Uma recente decisão da 3ª Turma do Superior Tribunal de Justiça (STJ) trouxe importante reflexão sobre os limites da cobertura dos planos de saúde e o direito das pessoas trans ao acesso integral à saúde.
No julgamento do REsp 2.233.591, a Corte manteve a obrigação de uma operadora custear cirurgia de feminização facial prescrita para uma beneficiária transsexual, afastando o argumento de que o procedimento teria natureza meramente estética.
A decisão reforça um entendimento cada vez mais relevante no Direito da Saúde: nem todo procedimento que produz alteração estética possui finalidade estética.
O caso analisado pelo STJ
A operadora de saúde sustentava que o procedimento não possuía cobertura obrigatória e que não estaria contemplado pelas regras aplicáveis ao contrato.
Também argumentava que não existiriam elementos suficientes para justificar a necessidade do tratamento.
Contudo, ao analisar o caso, o STJ entendeu que a cirurgia indicada integrava o processo de afirmação de gênero da paciente e possuía finalidade terapêutica reconhecida pela medicina.
Por essa razão, manteve a obrigação de cobertura.
O que destacou a ministra Nancy Andrighi
Em seu voto, a ministra Nancy Andrighi ressaltou que a incongruência de gênero é reconhecida por organismos nacionais e internacionais de saúde e pode gerar intenso sofrimento psíquico, emocional e social.
A relatora observou que os procedimentos de feminização facial discutidos no processo foram prescritos pelo médico assistente e são reconhecidos pelo Conselho Federal de Medicina como parte do processo de afirmação de gênero.
Além disso, destacou que tais procedimentos integram o processo transexualizador adotado pelo Sistema Único de Saúde (SUS), demonstrando que não se trata de intervenção voltada exclusivamente ao aprimoramento estético.
Saúde não é apenas ausência de doença
Um dos pontos mais relevantes da decisão é a reafirmação de um conceito moderno de saúde.
Hoje, a saúde é compreendida de forma ampla, abrangendo não apenas aspectos físicos, mas também fatores psicológicos, emocionais e sociais.

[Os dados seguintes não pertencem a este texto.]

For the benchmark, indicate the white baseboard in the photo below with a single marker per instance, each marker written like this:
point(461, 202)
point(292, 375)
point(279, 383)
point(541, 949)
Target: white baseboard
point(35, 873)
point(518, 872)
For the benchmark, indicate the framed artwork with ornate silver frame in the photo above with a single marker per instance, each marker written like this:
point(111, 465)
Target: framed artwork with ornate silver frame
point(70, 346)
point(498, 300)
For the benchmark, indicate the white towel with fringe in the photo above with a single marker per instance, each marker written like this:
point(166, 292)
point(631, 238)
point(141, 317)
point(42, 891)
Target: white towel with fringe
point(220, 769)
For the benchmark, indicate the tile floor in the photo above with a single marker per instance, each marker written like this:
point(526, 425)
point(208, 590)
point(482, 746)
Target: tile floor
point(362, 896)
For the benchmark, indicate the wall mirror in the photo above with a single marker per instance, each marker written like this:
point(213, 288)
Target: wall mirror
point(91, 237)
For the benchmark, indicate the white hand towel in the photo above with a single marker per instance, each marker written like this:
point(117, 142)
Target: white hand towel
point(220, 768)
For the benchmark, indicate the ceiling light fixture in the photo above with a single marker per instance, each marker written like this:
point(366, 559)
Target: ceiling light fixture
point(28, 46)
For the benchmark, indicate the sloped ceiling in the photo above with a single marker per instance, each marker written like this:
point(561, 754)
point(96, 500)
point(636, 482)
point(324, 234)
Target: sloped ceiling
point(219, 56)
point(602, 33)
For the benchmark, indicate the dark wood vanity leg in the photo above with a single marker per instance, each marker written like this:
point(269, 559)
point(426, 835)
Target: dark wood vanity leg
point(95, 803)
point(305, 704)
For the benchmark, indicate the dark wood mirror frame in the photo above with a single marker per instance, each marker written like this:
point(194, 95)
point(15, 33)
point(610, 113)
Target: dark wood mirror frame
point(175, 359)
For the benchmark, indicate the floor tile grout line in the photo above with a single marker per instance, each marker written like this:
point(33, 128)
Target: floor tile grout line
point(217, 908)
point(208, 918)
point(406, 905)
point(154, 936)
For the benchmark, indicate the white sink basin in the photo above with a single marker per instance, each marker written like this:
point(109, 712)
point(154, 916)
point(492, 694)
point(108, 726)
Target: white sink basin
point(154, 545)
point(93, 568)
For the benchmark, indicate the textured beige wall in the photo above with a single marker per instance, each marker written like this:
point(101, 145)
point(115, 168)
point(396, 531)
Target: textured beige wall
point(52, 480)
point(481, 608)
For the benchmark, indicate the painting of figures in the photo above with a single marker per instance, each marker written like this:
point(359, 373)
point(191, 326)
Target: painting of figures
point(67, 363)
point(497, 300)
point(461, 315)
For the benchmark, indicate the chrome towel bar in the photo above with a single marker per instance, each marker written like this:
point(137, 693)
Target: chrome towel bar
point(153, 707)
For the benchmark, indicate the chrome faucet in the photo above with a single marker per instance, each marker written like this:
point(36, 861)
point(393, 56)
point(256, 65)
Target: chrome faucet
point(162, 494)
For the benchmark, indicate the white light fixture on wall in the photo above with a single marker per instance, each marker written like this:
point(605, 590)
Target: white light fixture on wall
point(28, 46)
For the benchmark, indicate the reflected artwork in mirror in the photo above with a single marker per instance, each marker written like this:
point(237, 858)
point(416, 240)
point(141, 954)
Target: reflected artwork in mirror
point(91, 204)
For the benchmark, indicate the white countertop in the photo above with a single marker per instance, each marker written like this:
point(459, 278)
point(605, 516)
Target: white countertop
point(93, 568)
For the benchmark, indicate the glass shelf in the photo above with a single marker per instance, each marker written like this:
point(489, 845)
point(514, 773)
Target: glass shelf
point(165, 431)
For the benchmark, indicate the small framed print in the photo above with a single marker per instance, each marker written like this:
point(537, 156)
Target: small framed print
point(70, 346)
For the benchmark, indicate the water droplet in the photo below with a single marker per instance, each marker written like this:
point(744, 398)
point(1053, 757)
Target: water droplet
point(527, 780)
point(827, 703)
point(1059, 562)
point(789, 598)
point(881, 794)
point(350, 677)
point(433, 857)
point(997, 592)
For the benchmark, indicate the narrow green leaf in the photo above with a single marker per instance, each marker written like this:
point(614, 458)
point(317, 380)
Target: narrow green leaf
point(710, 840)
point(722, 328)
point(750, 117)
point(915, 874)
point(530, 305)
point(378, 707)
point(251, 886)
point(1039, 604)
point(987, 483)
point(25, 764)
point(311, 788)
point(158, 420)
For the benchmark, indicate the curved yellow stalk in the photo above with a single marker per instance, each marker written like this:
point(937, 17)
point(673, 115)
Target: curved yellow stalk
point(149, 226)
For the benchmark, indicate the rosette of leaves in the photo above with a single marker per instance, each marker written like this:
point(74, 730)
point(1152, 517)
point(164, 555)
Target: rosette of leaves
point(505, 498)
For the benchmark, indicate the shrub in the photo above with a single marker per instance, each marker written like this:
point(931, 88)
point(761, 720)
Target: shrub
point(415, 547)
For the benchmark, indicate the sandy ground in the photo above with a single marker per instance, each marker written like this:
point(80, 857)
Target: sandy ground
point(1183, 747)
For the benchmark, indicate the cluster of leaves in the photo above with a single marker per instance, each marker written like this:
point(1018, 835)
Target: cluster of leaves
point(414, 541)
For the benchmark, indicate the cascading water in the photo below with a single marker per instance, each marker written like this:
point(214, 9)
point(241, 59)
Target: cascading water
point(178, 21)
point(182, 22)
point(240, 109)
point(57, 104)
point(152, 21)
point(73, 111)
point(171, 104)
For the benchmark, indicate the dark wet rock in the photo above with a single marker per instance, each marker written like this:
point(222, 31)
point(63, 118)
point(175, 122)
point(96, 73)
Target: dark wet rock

Nesse contexto, tratamentos destinados à adequação corporal compatível com a identidade de gênero podem desempenhar papel fundamental na redução do sofrimento, na promoção da dignidade e na melhoria da qualidade de vida da pessoa trans.
Foi justamente essa visão que permeou o julgamento.
O impacto para os planos de saúde
A decisão também demonstra que as operadoras não podem analisar pedidos de cobertura apenas pela nomenclatura do procedimento.
O que deve ser observado é a sua finalidade clínica.
Quando existe:
- prescrição médica;
- indicação terapêutica;
- respaldo científico;
- reconhecimento pelos órgãos competentes;
a negativa de cobertura pode ser considerada abusiva.
Isso porque a Lei dos Planos de Saúde não autoriza a exclusão de tratamentos necessários apenas pelo fato de possuírem reflexos estéticos.
O que essa decisão representa?
Embora cada caso deva ser analisado individualmente, o julgamento representa importante precedente para pacientes que enfrentam negativas relacionadas a procedimentos de afirmação de gênero.
A decisão reforça que o acesso à saúde deve ser interpretado de forma compatível com a dignidade da pessoa humana, a proteção da identidade de gênero e a finalidade assistencial dos contratos de plano de saúde.
Mais do que uma discussão contratual, o caso evidencia a necessidade de que a assistência à saúde acompanhe a evolução da medicina, das normas regulatórias e dos direitos fundamentais.
Conclusão
A decisão do STJ reafirma que procedimentos ligados ao processo de afirmação de gênero não podem ser automaticamente classificados como tratamentos estéticos.
Quando houver indicação médica e finalidade terapêutica reconhecida, a cobertura poderá ser obrigatória, especialmente quando o procedimento estiver inserido em protocolos assistenciais reconhecidos pelos órgãos de saúde.
Trata-se de mais um importante precedente na construção de uma interpretação que privilegia a proteção integral da saúde e a dignidade das pessoas trans.